1.4k views Asked by At

I am trying to remove all the Html comment tags from my htmlNode, Following is the HtmlNode selection code from my c#

HtmlNode table = doc5.DocumentNode.SelectSingleNode("//div[@id='div12']");

returned HtmlNode pseudo markup code below

<table>
  <tr>
    <td>test</td>
    <td>
      <!-- <a href='url removed' >Test link Test 2 Comment </a> -->
    </td>
  </tr>
</table>​

I managed to configure Regular expression to resolve my issue, c# code is as follows. But, only in my test run it successfully worked and with input type as string. See the c# code below.

string rkr;
rkr = "<!-- <a href='url removed' >Test link Test 2 Comment </a> -->";
rkr = Regex.Replace(rkr, @"(\<!--\s*.*?((--\>)|$))",String.Empty);

Result = "". which is what I want in live run for all the tags.

I have seen many code examples on forums and stackoverflow forum. but nothing is close to what I want. one post was really useful but it was for php - so again no use.

Now, if in the above Regex.Replace function I enter

rkr = Regex.Replace(table, @"(\<!--\s*.*?((--\>)|$))",String.Empty);

I get following error

The best overloaded method match for 'System.Text.RegularExpressions.Regex.Replace(string, System.Text.RegularExpressions.MatchEvaluator, int)' has some invalid arguments

I also tried to convert

rkr = Regex.Replace(table.ToString(), @"(\<!--\s*.*?((--\>)|$))",String.Empty);

But then I get rkr = "HtmlAgilityPack.HtmlNode" return value.

Any help would be great help.

2

There are 2 answers

0
Jag On BEST ANSWER

Thank you all for your help. I found solution in following function.

Just called the function after populating the doc5 as follows

HtmlNode table = doc5.DocumentNode.SelectSingleNode("//div[@id='div12']");

RemoveComments(table);

public static void RemoveComments(HtmlNode node)
{
    foreach (var n in node.ChildNodes.ToArray())
        RemoveComments(n);
    if (node.NodeType == HtmlNodeType.Comment)
        node.Remove();
}

For reference : I found the answer in the following post.
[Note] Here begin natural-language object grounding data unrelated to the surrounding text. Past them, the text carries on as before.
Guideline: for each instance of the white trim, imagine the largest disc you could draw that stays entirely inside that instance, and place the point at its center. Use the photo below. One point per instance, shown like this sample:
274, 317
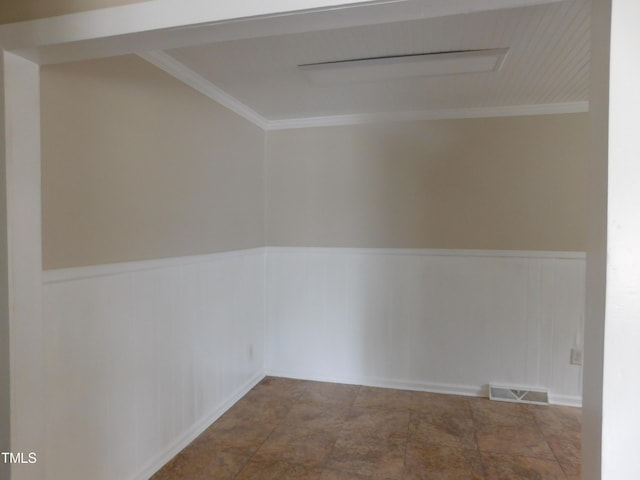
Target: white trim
567, 400
178, 70
480, 112
429, 387
24, 255
181, 72
77, 273
432, 252
160, 460
171, 23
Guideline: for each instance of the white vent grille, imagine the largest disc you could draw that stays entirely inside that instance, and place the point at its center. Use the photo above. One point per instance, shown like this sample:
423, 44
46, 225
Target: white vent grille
518, 395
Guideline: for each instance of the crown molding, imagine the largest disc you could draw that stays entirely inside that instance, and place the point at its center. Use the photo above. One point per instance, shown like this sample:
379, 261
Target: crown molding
173, 67
178, 70
454, 113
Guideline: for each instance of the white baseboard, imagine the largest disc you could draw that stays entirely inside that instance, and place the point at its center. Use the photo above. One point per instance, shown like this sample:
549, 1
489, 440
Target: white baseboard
199, 427
448, 389
566, 400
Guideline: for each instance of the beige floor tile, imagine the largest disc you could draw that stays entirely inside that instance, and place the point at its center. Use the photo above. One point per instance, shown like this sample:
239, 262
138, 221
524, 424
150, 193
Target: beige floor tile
383, 398
298, 446
437, 462
291, 429
317, 416
503, 467
566, 448
437, 404
513, 440
488, 412
456, 432
379, 424
272, 468
368, 456
330, 393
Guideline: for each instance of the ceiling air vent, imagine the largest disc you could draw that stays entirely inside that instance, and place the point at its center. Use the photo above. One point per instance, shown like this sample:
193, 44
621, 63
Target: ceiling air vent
518, 395
406, 66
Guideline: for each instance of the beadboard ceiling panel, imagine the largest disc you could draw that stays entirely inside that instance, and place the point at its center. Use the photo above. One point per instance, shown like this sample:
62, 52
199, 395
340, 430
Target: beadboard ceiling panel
547, 63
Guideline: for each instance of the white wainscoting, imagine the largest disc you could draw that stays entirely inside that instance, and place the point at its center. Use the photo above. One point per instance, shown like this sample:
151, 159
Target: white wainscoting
141, 357
435, 320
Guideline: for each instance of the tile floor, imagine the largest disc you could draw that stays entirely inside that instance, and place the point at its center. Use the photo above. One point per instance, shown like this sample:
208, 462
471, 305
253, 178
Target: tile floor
294, 429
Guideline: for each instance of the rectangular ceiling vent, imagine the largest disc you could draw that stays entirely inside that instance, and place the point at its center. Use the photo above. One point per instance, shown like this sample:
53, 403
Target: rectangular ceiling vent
518, 395
406, 66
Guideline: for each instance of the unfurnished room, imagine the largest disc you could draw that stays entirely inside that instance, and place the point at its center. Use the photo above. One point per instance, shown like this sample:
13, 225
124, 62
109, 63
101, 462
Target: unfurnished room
318, 240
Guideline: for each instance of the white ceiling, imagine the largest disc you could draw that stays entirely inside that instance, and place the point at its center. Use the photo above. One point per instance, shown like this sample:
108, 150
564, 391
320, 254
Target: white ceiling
548, 63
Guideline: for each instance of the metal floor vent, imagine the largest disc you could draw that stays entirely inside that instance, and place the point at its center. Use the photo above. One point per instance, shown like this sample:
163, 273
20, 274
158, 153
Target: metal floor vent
518, 395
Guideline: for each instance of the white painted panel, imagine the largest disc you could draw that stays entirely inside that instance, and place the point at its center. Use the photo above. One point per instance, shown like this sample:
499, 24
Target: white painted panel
423, 319
140, 359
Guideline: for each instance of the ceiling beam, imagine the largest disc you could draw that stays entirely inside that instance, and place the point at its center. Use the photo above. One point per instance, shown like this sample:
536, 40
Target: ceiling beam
164, 24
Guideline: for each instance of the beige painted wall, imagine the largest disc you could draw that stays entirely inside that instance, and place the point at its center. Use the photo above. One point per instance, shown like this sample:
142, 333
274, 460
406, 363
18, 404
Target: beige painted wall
502, 183
21, 10
136, 165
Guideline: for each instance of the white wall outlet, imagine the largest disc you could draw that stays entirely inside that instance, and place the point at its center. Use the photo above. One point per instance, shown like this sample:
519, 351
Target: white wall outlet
576, 356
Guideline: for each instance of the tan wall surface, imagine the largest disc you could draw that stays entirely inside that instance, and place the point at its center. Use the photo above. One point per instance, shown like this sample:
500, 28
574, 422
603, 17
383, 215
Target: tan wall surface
21, 10
515, 183
136, 165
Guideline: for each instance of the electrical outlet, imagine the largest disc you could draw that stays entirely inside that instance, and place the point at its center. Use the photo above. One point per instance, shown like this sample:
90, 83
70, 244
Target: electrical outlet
576, 356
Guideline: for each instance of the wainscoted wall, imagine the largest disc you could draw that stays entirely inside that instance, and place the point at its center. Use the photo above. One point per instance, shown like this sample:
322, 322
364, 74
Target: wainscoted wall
143, 356
438, 320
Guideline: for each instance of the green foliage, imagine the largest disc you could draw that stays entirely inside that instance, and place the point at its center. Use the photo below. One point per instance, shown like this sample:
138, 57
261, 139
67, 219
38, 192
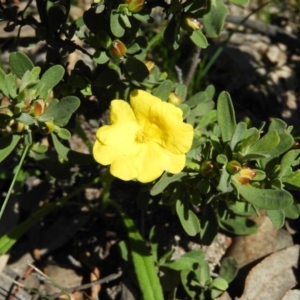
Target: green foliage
232, 170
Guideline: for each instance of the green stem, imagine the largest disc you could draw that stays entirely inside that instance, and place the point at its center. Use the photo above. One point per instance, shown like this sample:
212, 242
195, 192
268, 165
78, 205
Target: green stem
220, 50
14, 180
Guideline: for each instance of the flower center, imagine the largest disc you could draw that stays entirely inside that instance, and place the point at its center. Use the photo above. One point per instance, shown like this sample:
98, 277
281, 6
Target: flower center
141, 137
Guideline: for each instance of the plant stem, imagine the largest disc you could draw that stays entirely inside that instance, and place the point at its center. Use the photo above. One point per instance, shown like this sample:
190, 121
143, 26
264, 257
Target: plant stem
14, 180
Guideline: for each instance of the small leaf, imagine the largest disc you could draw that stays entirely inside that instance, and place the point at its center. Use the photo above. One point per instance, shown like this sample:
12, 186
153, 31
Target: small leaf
182, 263
292, 181
164, 181
226, 116
3, 88
213, 21
220, 284
136, 69
265, 198
188, 219
116, 28
100, 57
20, 63
61, 111
239, 2
277, 217
229, 268
163, 90
11, 85
8, 144
239, 130
199, 39
64, 133
50, 79
268, 142
288, 161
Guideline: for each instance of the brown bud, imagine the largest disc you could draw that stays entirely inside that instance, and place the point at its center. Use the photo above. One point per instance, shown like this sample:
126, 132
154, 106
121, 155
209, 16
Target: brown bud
117, 49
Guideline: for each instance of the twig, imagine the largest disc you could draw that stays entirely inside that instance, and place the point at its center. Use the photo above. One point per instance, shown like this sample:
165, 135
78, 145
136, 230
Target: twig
194, 64
89, 285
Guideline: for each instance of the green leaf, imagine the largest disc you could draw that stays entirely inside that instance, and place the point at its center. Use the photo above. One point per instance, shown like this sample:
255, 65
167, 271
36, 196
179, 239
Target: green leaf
185, 110
197, 99
64, 133
288, 161
229, 268
163, 90
60, 111
292, 211
3, 88
136, 69
26, 119
182, 263
8, 144
239, 2
268, 142
50, 79
69, 155
267, 199
188, 219
277, 217
164, 181
239, 130
292, 181
226, 116
238, 225
213, 21
11, 85
20, 63
106, 78
115, 24
100, 57
220, 284
142, 260
171, 34
199, 39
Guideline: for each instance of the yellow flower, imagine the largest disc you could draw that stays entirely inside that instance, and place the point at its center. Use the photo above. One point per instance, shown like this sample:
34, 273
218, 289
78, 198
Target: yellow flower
144, 139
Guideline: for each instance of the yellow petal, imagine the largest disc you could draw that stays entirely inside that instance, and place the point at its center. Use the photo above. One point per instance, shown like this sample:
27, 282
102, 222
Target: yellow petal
172, 133
156, 160
121, 112
112, 141
128, 165
141, 103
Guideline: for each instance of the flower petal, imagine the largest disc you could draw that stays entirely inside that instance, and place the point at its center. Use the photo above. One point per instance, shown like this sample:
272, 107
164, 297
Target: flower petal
113, 141
128, 165
156, 160
172, 133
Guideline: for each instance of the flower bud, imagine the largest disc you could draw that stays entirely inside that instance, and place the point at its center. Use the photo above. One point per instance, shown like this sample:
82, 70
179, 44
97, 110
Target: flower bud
174, 99
117, 49
150, 65
208, 169
48, 127
190, 24
246, 175
135, 5
18, 127
233, 167
39, 107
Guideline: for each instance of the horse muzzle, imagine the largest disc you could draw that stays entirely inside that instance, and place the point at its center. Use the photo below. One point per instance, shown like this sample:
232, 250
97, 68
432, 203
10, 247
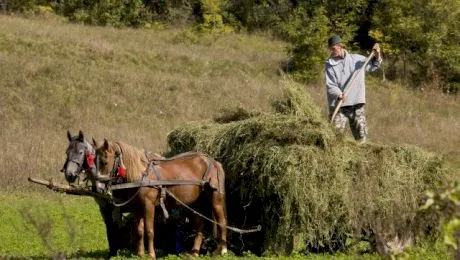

How to select node types which are HtmlNodeType Comment using HTMLAgilityPack

very precise and with many different example types, exactly what I was after.

1
Alexander Polyankin On

Answered here:

doc5.DocumentNode.Descendants()
    .Where(n => n.NodeType == HtmlAgilityPack.HtmlNodeType.Comment)
    .ToList()
    .ForEach(n => n.Remove());

Note: ToList is necessary, because you cannot change the sequence that you are enumerating.